Reputation: 251
I'm trying to match two tables where one of the tables stores multiple values as a string.
In the example below I need to classify each product ordered from the #Orders table with a #NewProduct.NewProductId.
The issue I'm having is sometimes we launch a new product like "Black Shirt", then later we launch an adaption to that product like "Black Shirt Vneck".
I need to match both changes correctly to the #Orders table. So if the order has Black and Shirt, but not Vneck, it's considered a "Black Shirt", but if the order has Black and Shirt and Vneck, it's considered a "Black Vneck Shirt."
The code below is an example - the current logic I'm using returns duplicates with the Left Join. Also, assume we can modify the format of #NewProducts but not #Orders.

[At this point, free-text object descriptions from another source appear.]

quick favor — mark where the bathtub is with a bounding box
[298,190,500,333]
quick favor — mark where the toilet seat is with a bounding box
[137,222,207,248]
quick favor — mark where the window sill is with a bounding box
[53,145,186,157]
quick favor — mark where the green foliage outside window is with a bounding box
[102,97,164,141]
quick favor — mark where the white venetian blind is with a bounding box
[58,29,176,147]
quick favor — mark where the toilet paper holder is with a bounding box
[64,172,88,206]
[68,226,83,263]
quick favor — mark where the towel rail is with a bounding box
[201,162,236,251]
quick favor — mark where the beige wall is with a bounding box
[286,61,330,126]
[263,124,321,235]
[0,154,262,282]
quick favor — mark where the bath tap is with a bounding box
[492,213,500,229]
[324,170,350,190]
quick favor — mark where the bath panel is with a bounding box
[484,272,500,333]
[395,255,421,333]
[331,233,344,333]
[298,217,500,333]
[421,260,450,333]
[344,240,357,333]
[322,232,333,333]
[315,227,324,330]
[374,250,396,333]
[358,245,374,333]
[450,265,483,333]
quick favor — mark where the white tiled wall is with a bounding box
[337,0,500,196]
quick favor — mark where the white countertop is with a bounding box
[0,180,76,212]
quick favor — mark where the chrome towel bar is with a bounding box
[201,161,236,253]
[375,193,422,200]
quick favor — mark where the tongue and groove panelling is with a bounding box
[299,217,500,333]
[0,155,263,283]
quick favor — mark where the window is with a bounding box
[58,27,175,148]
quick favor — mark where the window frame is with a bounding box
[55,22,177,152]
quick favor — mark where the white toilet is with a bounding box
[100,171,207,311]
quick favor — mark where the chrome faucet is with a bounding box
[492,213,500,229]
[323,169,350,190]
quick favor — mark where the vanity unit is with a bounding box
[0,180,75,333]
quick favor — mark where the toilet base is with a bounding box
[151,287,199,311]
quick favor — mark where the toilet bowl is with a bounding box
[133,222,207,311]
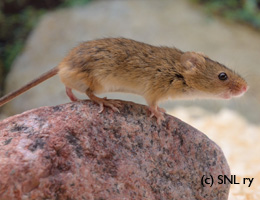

IF OBJECT_ID('tempdb.dbo.#NewProducts') IS NOT NULL DROP TABLE #NewProducts
CREATE TABLE #NewProducts
(
ProductType VARCHAR(MAX)
, Attribute_1 VARCHAR(MAX)
, Attribute_2 VARCHAR(MAX)
, NewProductId INT
)
INSERT #NewProducts
VALUES
('shirt', 'black', 'NULL', 1),
('shirt', 'black', 'vneck', 2),
('shirt', 'white', 'NULL', 3)
IF OBJECT_ID('tempdb.dbo.#Orders') IS NOT NULL DROP TABLE #Orders
CREATE TABLE #Orders
(
OrderId INT
, ProductType VARCHAR(MAX)
, Attributes VARCHAR(MAX)
)
INSERT #Orders
VALUES
(1, 'shirt', 'black small circleneck'),
(2, 'shirt', 'black large circleneck'),
(3, 'shirt', 'black small vneck'),
(4, 'shirt', 'black small vneck'),
(5, 'shirt', 'white large circleneck'),
(6, 'shirt', 'white small vneck')
SELECT *
FROM #Orders o
LEFT JOIN #NewProducts np
ON o.ProductType = np.ProductType
AND CHARINDEX(np.Attribute_1, o.Attributes) > 0
AND (
CHARINDEX(np.Attribute_2, o.Attributes) > 0
OR np.Attribute_2 = 'NULL'
)
Upvotes: 0
Views: 59
Reputation: 1269633
You seem to want the longest overlap:
SELECT *
FROM #Orders o OUTER APPLY
(SELECT Top (1) np.*
FROM #NewProducts np
WHERE o.ProductType = np.ProductType AND
CHARINDEX(np.Attribute_1, o.Attributes) > 0
ORDER BY ((CASE WHEN CHARINDEX(np.Attribute_1, o.Attributes) > 0 THEN 1 ELSE 0 END) +
(CASE WHEN CHARINDEX(np.Attribute_2, o.Attributes) > 0 THEN 1 ELSE 0 END)
) DESC
) np;
I can't say I'm thrilled with the need to do this. It seems like the Orders
should contain numeric ids that reference the actual product. However, I can see how something like this is sometimes necessary.
Upvotes: 1
Reputation: 2564
I couldn't get Gordon's answer to work, and was part way through my own response when his came in. His idea of taking the biggest overlap helped. I've tweaked your NewProducts
table, so that that side of things is "normalised" even if the Orders
table cannot be. Code below or at rextester.com/ERIF13021
create table #NewProduct
(
NewProductID int primary key,
ProductType varchar(max),
ProductName varchar(max)
)
create table #Attribute
(
AttributeID int primary key,
AttributeName varchar(max)
)
create table #ProductAttribute
(
NewProductID int,
AttributeID int
)
insert into #NewProduct
values (1, 'shirt', 'black shirt'),
(2, 'shirt', 'black vneck shirt'),
(3, 'shirt', 'white shirt')
insert into #Attribute
values (1, 'black'),
(2, 'white'),
(3, 'vneck')
insert into #ProductAttribute
values (1,1),
(2,1),
(2,3),
(3,2)
select top 1 with ties
*
from
(
select
o.OrderId,
p.NewProductID,
p.ProductType,
p.ProductName,
o.Attributes,
sum(case when charindex(a.AttributeName,o.Attributes)>0 then 1 else 0 end) as Matches
from
#Orders o
JOIN #Attribute a ON
charindex(a.AttributeName,o.Attributes)>0
JOIN #ProductAttribute pa ON
a.AttributeID = pa.AttributeID
JOIN #NewProduct p ON
pa.NewProductID = p.NewProductID AND
o.ProductType = p.ProductType
group by
o.OrderId,
p.NewProductID,
p.ProductType,
p.ProductName,
o.Attributes
) o2
order by
row_number() over (partition by o2.OrderID order by o2.Matches desc)
Upvotes: 0